Due to the capital base’s surveillance, they couldn’t deploy mechas or use advanced thermal weapons from the interstellar era. Otherwise, these relatively weak zombies would have been easily dealt with.
“No using mental energy,” Hebrew Adam warned, glancing at her.
Half a month earlier, while fighting zombies abroad, Ruo Manni’s mental power naturally broke through, making her an eighth-tier psychic.
At her current strength, she could eliminate 400 to 500 zombies in a single thought, collecting their energy cores in an instant. In just over two hours, she could kill more than 100,000 zombies.
Without access to those powers, they were left with only swords and physical weapons.
“This is way too slow,” Ruo Manni complained.
“You can’t reveal all your abilities under others’ watchful eyes. It will only bring harm, not benefit,” Hebrew Adam explained patiently. “You are what matters most.”
Ruo Manni fell silent. She understood the reasoning, but knowing that every day the base remained besieged could cost more lives made her uneasy.

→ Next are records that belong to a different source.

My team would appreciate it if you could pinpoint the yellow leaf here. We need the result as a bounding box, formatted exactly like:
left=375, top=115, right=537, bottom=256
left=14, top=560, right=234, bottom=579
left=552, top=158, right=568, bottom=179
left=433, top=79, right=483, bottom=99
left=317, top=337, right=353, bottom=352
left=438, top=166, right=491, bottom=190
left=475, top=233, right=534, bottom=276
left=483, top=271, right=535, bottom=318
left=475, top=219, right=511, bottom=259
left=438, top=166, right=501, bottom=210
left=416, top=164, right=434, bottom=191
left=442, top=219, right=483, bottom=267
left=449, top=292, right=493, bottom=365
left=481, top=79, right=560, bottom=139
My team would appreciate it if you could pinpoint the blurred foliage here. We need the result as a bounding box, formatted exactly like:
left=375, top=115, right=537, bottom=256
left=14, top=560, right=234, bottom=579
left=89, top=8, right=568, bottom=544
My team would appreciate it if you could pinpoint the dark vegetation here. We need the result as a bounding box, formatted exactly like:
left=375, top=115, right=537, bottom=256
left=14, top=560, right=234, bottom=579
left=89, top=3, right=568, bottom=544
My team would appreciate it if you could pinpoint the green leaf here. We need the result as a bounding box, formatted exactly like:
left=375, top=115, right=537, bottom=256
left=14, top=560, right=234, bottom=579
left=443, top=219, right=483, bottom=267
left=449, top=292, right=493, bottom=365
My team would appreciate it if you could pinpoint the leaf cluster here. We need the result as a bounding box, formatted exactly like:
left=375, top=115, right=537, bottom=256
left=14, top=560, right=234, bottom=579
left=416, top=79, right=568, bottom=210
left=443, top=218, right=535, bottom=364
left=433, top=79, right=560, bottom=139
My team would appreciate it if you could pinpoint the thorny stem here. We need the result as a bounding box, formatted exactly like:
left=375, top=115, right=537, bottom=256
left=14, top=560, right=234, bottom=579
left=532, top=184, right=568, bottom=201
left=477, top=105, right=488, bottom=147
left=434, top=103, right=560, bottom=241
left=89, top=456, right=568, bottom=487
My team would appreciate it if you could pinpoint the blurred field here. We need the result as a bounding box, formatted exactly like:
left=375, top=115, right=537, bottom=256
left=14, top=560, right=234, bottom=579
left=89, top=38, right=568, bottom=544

Still, she wasn’t naive or stubborn enough to defy Hebrew Adam.
Even so, once they began fighting, she subtly adjusted her tactics to match his pace. Though they both had exceptional combat skills—Hebrew as an eighth-tier warrior—Earth survivors wouldn’t notice the nuances between their abilities. They would simply assume their power levels were comparable.
Inside the besieged Northwest Base, the zombie siege had lasted two weeks. Their distress signals had only received a response from the capital base.
But the capital base itself was under siege, and given the distance and current circumstances, even if troops were dispatched immediately, it would take more than two weeks to arrive—far too late to make a difference.
The base commander, Wang Shengxi, had grown visibly distressed, his hair turning white from worry. Once stout and overweight, his body had rapidly slimmed down due to the mounting stress.